Das Gespräch bei Cäsarea Philippi fand in der vorösterlichen Zeit statt, d.h. vor dem Leiden und der Auferstehung Jesu Christi. Man sollte noch ein weiteres Ereignis in Erinnerung rufen, in dem Christus als Auferstandener die Reife des Glaubens seiner Apostel auf die Probe stellte. Es handelt sich um die Begegnung mit dem Apostel Thomas. Als einziger war er nicht dabei, als Christus nach seiner Auferstehung zum erstenmal in den Abendmahlssaal kam. Als die anderen Jünger ihm erzählten, sie hätten den Herrn gesehen, wollte er nicht glauben. Er sagte: „Wenn ich nicht die Male der Nägel an seinen Händen sehe und wenn ich meinen Finger nicht in die Male der Nägel und meine Hand nicht in seine Seite lege, glaube ich nicht“ (Joh 20,25). Acht Tage darauf waren seine Jünger wieder versammelt, und Thomas war dabei. Jesus kam durch die verschlossene Tür und begrüßte die Apostel: „Friede sei mit euch!“ (Joh 20,26). Gleich darauf wandte er sich an Thomas: „Streck deinen Finger aus — hier sind meine Hände! Streck deine Hand aus und leg sie in meine Seite, und sei nicht ungläubig, sondern gläubig!“ (Joh 20,27). Darauf antwortete Thomas: „Mein Herr und mein Gott!“ (Joh 20,28).

Auch der Abendmahlssaal von Jerusalem war für die Apostel eine Art „Laboratorium des Glaubens“. Doch geht das, was dort Thomas widerfuhr, in gewissem Sinn über das hinaus, was in der Gegend von Cäsarea Philippi geschah. Im Abendmahlssaal befinden wir uns in einer noch radikaleren Dialektik des Glaubens und Unglaubens und gleichzeitig vor einem noch tieferen Bekenntnis der Wahrheit über Jesus Christus. Es war wirklich nicht einfach zu glauben, dass Jener wieder lebendig sein sollte, den sie drei Tage zuvor im Grab beigesetzt hatten.

Der göttliche Meister hatte mehrere Male angekündigt, dass er von den Toten auferweckt würde. Mehrmals hatte er Beweise geliefert, dass er der Herr des Lebens ist. Dennoch war die Erfahrung seines Todes so stark, dass alle eine direkte Begegnung mit Ihm brauchten, um an seine Auferstehung zu glauben: die Apostel im Abendmahlssaal, die Jünger auf dem Weg nach Emmaus, die frommen Frauen am Grab, ... Das brauchte auch Thomas. Als sich jedoch sein Unglaube mit der direkten Erfahrung der Gegenwart Christi traf, da sprach der zweifelnde Apostel jene Worte aus, in denen sich der innerste Kern des Glaubens ausdrückt: Wenn es so ist, wenn Du — obwohl man dich getötet hat — wirklich lebst, dann bedeutet das: Du bist „mein Herr und mein Gott“.

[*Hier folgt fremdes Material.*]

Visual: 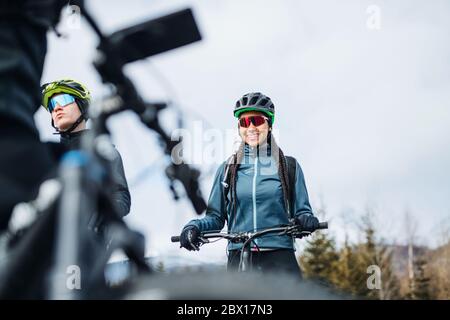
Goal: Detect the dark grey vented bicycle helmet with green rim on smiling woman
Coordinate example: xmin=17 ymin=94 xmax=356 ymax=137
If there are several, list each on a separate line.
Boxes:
xmin=233 ymin=92 xmax=275 ymax=125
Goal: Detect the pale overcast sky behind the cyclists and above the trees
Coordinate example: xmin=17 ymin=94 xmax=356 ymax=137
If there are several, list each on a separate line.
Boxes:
xmin=36 ymin=0 xmax=450 ymax=260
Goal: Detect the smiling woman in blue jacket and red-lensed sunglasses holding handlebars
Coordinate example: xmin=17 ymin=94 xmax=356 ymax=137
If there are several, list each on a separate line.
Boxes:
xmin=180 ymin=92 xmax=319 ymax=274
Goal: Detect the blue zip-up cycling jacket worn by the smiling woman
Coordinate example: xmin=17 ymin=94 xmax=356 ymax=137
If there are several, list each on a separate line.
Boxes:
xmin=186 ymin=145 xmax=312 ymax=250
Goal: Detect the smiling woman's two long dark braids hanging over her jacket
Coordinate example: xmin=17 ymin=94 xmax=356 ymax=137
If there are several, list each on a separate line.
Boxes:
xmin=228 ymin=131 xmax=292 ymax=225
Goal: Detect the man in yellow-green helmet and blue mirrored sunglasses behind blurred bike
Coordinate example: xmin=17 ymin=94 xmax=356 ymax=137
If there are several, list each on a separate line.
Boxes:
xmin=42 ymin=79 xmax=131 ymax=220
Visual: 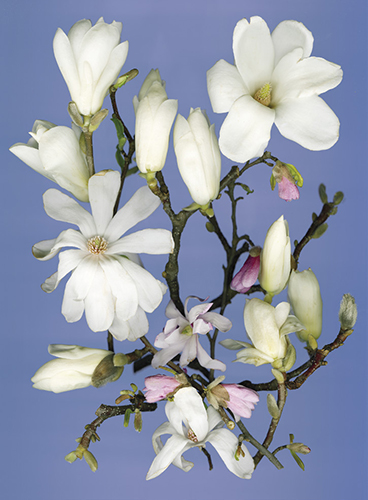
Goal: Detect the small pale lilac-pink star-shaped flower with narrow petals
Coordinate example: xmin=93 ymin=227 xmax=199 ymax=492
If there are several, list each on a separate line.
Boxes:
xmin=152 ymin=296 xmax=232 ymax=371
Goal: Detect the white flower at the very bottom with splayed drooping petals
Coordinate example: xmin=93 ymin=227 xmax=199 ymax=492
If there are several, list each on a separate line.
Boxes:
xmin=146 ymin=387 xmax=254 ymax=480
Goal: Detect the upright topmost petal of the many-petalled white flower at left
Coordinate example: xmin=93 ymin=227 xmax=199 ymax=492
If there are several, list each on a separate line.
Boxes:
xmin=88 ymin=170 xmax=120 ymax=236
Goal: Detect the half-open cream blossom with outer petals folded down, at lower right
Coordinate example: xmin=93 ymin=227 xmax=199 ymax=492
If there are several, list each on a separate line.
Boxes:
xmin=220 ymin=298 xmax=304 ymax=366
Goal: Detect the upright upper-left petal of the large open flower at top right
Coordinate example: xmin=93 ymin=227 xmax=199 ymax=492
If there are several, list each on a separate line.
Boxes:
xmin=233 ymin=16 xmax=274 ymax=95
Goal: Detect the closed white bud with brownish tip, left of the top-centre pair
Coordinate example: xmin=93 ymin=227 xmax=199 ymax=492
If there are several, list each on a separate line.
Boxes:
xmin=133 ymin=69 xmax=178 ymax=174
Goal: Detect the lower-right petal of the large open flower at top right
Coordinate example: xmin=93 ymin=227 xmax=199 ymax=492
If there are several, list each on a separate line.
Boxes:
xmin=275 ymin=96 xmax=340 ymax=151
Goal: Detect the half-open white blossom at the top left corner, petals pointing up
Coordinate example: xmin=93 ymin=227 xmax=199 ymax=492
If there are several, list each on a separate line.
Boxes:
xmin=54 ymin=17 xmax=128 ymax=116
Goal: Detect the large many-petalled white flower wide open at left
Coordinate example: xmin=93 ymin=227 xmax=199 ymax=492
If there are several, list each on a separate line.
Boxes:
xmin=33 ymin=170 xmax=173 ymax=340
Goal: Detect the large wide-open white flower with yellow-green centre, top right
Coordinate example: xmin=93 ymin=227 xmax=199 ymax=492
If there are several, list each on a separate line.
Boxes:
xmin=207 ymin=17 xmax=342 ymax=162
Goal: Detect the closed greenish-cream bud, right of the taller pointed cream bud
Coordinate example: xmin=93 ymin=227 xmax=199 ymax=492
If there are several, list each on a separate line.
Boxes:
xmin=288 ymin=268 xmax=322 ymax=341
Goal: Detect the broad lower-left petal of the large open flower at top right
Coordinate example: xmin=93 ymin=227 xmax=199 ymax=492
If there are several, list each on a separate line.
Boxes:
xmin=219 ymin=96 xmax=275 ymax=163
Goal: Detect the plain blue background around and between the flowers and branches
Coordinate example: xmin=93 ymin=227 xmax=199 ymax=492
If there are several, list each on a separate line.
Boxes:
xmin=0 ymin=0 xmax=367 ymax=500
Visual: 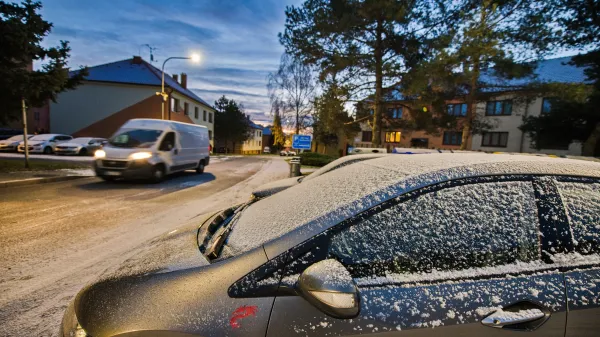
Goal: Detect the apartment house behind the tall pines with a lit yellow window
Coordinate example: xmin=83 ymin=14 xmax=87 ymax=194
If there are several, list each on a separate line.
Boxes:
xmin=354 ymin=57 xmax=586 ymax=155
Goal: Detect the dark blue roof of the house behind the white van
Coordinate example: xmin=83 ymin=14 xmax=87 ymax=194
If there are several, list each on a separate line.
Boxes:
xmin=71 ymin=58 xmax=211 ymax=107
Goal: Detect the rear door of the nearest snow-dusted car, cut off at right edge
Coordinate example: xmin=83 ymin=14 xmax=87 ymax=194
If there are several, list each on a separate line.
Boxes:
xmin=556 ymin=178 xmax=600 ymax=337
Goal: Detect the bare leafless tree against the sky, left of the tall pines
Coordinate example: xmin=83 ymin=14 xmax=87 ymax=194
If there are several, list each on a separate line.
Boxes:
xmin=267 ymin=54 xmax=316 ymax=134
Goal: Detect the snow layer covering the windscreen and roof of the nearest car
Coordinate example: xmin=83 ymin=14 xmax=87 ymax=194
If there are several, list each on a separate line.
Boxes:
xmin=228 ymin=153 xmax=600 ymax=258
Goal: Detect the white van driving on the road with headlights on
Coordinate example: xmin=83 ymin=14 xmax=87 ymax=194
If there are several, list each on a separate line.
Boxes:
xmin=94 ymin=119 xmax=210 ymax=181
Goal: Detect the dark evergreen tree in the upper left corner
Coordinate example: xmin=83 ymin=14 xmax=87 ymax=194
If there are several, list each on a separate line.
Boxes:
xmin=0 ymin=0 xmax=87 ymax=123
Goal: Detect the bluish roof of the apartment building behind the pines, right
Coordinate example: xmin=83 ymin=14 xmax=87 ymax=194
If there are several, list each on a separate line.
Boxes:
xmin=386 ymin=56 xmax=588 ymax=101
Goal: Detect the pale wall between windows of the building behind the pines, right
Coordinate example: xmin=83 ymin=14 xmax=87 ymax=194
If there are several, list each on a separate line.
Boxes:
xmin=471 ymin=94 xmax=581 ymax=155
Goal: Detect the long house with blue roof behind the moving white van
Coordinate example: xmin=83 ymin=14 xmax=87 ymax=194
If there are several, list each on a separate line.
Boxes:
xmin=50 ymin=56 xmax=215 ymax=145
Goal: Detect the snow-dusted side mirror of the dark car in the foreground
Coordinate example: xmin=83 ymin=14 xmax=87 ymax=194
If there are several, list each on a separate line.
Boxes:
xmin=298 ymin=259 xmax=360 ymax=318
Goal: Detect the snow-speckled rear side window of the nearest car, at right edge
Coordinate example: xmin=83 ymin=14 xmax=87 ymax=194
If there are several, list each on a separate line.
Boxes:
xmin=557 ymin=182 xmax=600 ymax=254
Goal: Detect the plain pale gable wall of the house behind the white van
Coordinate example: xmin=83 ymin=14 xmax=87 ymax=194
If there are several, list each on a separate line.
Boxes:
xmin=50 ymin=82 xmax=160 ymax=134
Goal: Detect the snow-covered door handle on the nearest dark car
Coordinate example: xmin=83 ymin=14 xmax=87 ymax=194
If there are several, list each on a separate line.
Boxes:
xmin=481 ymin=302 xmax=550 ymax=331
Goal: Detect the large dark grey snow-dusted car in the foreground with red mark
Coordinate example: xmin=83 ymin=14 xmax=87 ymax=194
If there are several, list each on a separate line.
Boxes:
xmin=60 ymin=153 xmax=600 ymax=337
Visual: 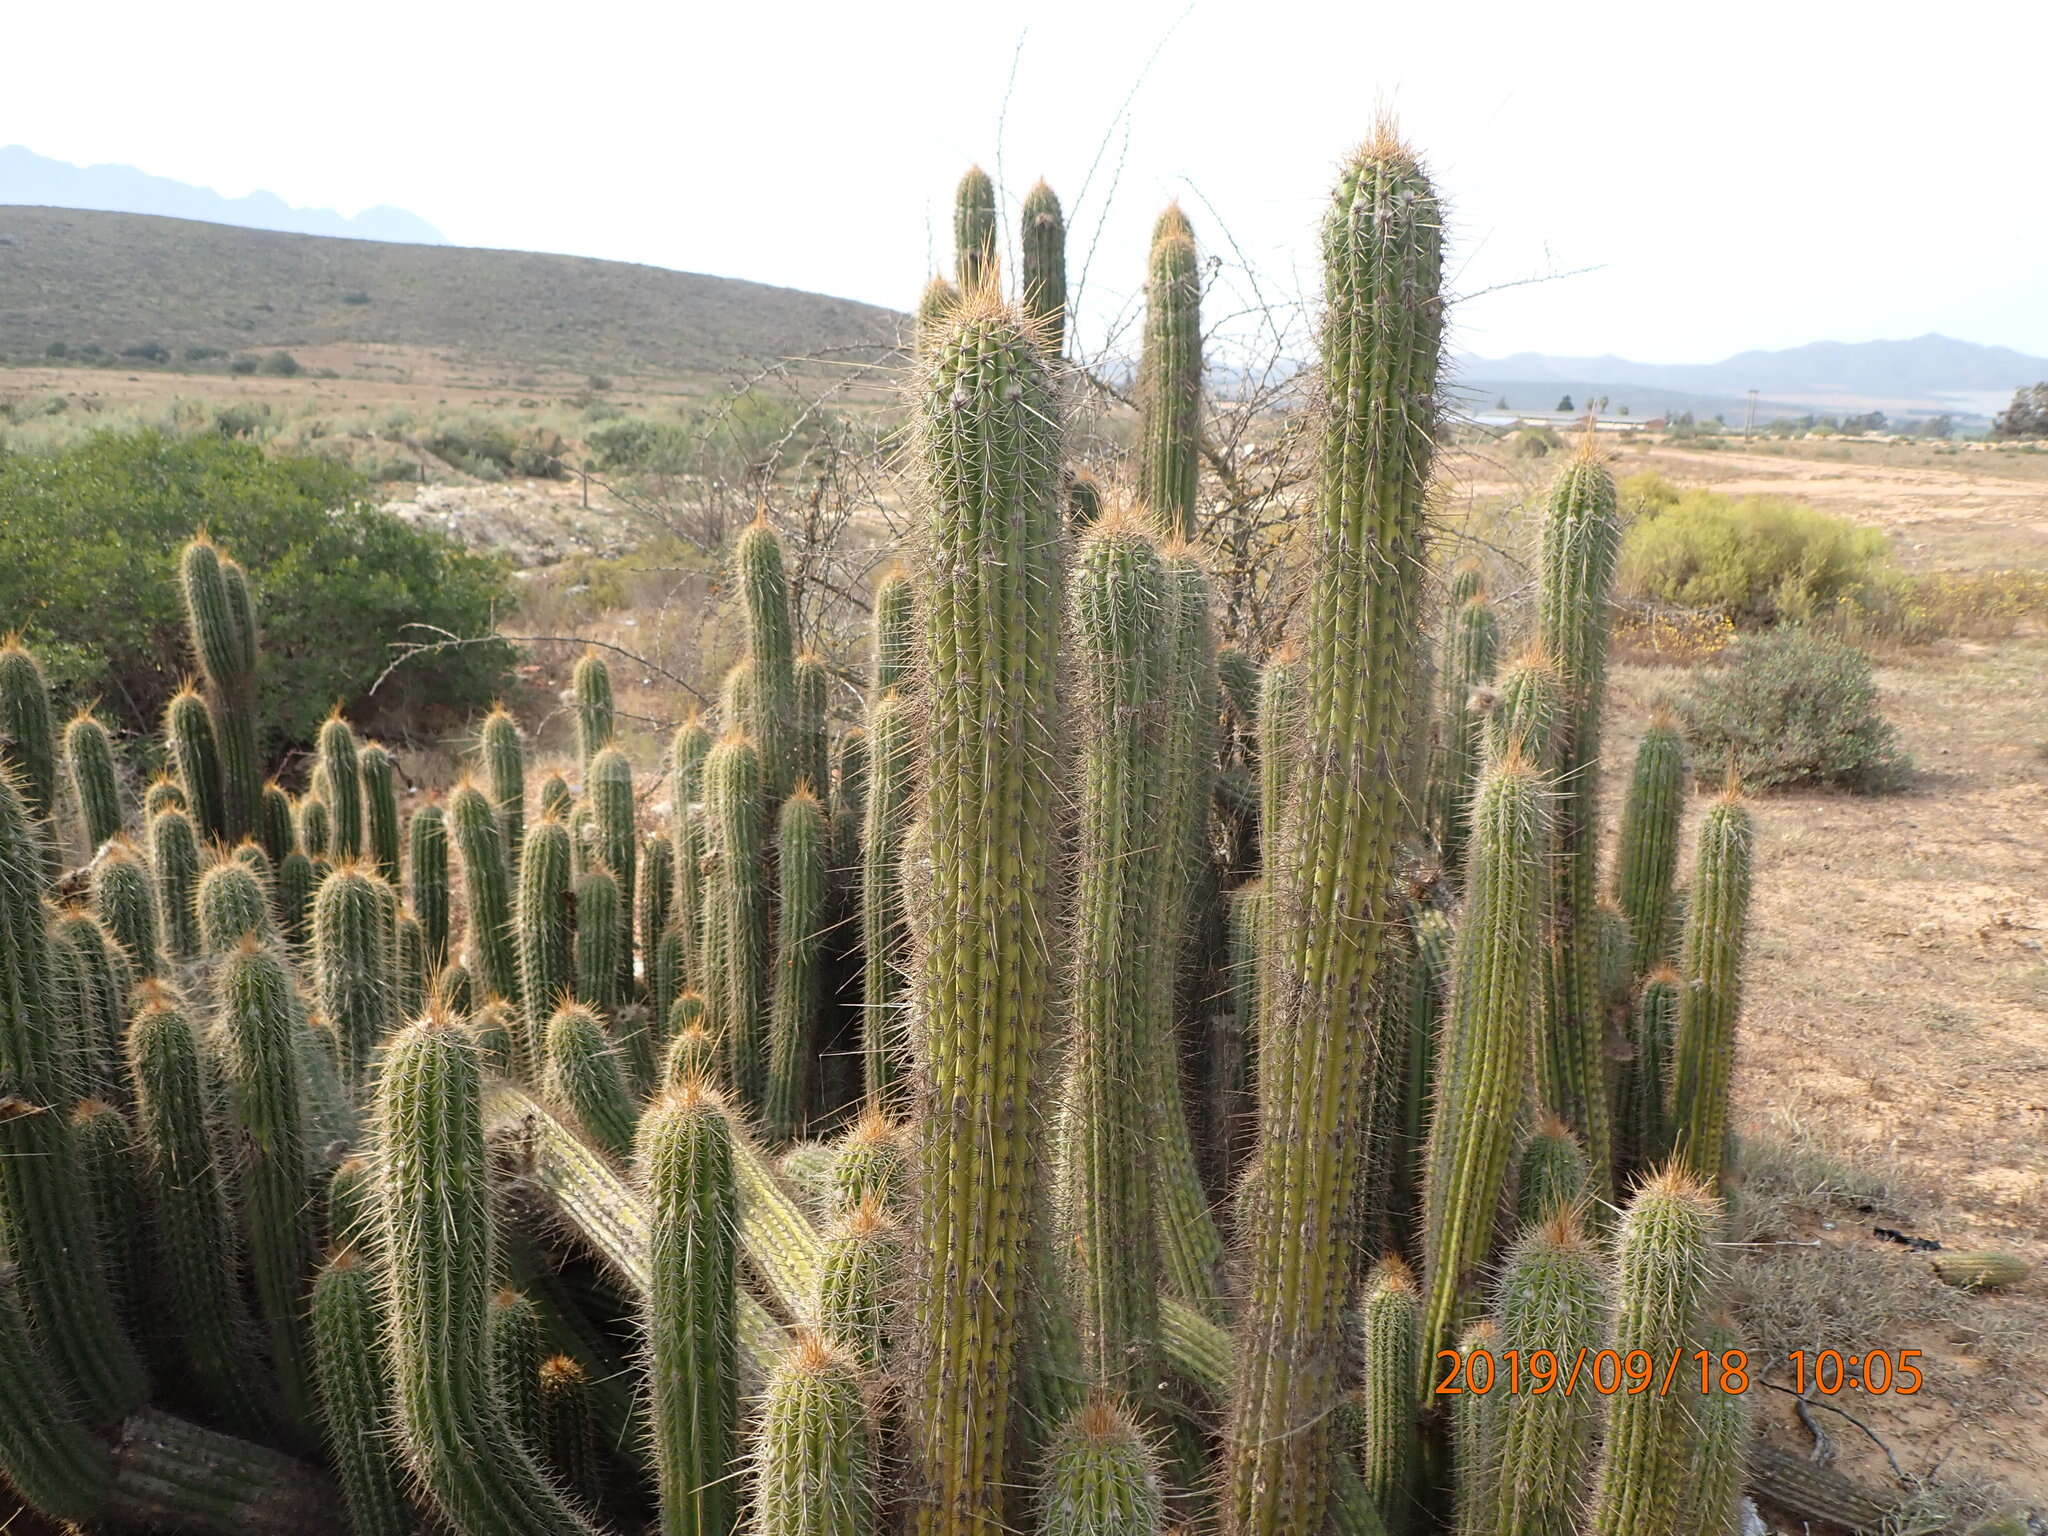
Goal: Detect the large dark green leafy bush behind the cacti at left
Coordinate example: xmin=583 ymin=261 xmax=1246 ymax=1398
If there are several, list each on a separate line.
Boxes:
xmin=0 ymin=432 xmax=510 ymax=748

Mit der Episode des Thomas wird das „Laboratorium des Glaubens“ um ein neues Element reicher. Die göttliche Offenbarung, die Frage Jesu Christi und die Antwort des Menschen sind in der persönlichen Begegnung des Jüngers mit dem lebendigen Christus, dem Auferstandenen, zur Vollendung gelangt. Jene Begegnung wurde der Anfang einer neuen Beziehung zwischen dem Menschen und Christus — einer Beziehung, in der der Mensch existentiell anerkennt, dass Christus Herr und Gott ist; nicht nur Herr und Gott der Welt und der Menschheit, sondern Herr und Gott dieser meiner konkreten menschlichen Existenz. Der hl. Paulus wird eines Tages schreiben: „Das Wort ist dir nahe, es ist in deinem Mund und in deinem Herzen. Gemeint ist das Wort des Glaubens, das wir verkündigen; denn wenn du mit deinem Mund bekennst: 'Jesus ist der Herr' und in deinem Herzen glaubst: 'Gott hat ihn von den Toten auferweckt', so wirst du gerettet werden“ (Röm 10,8-9).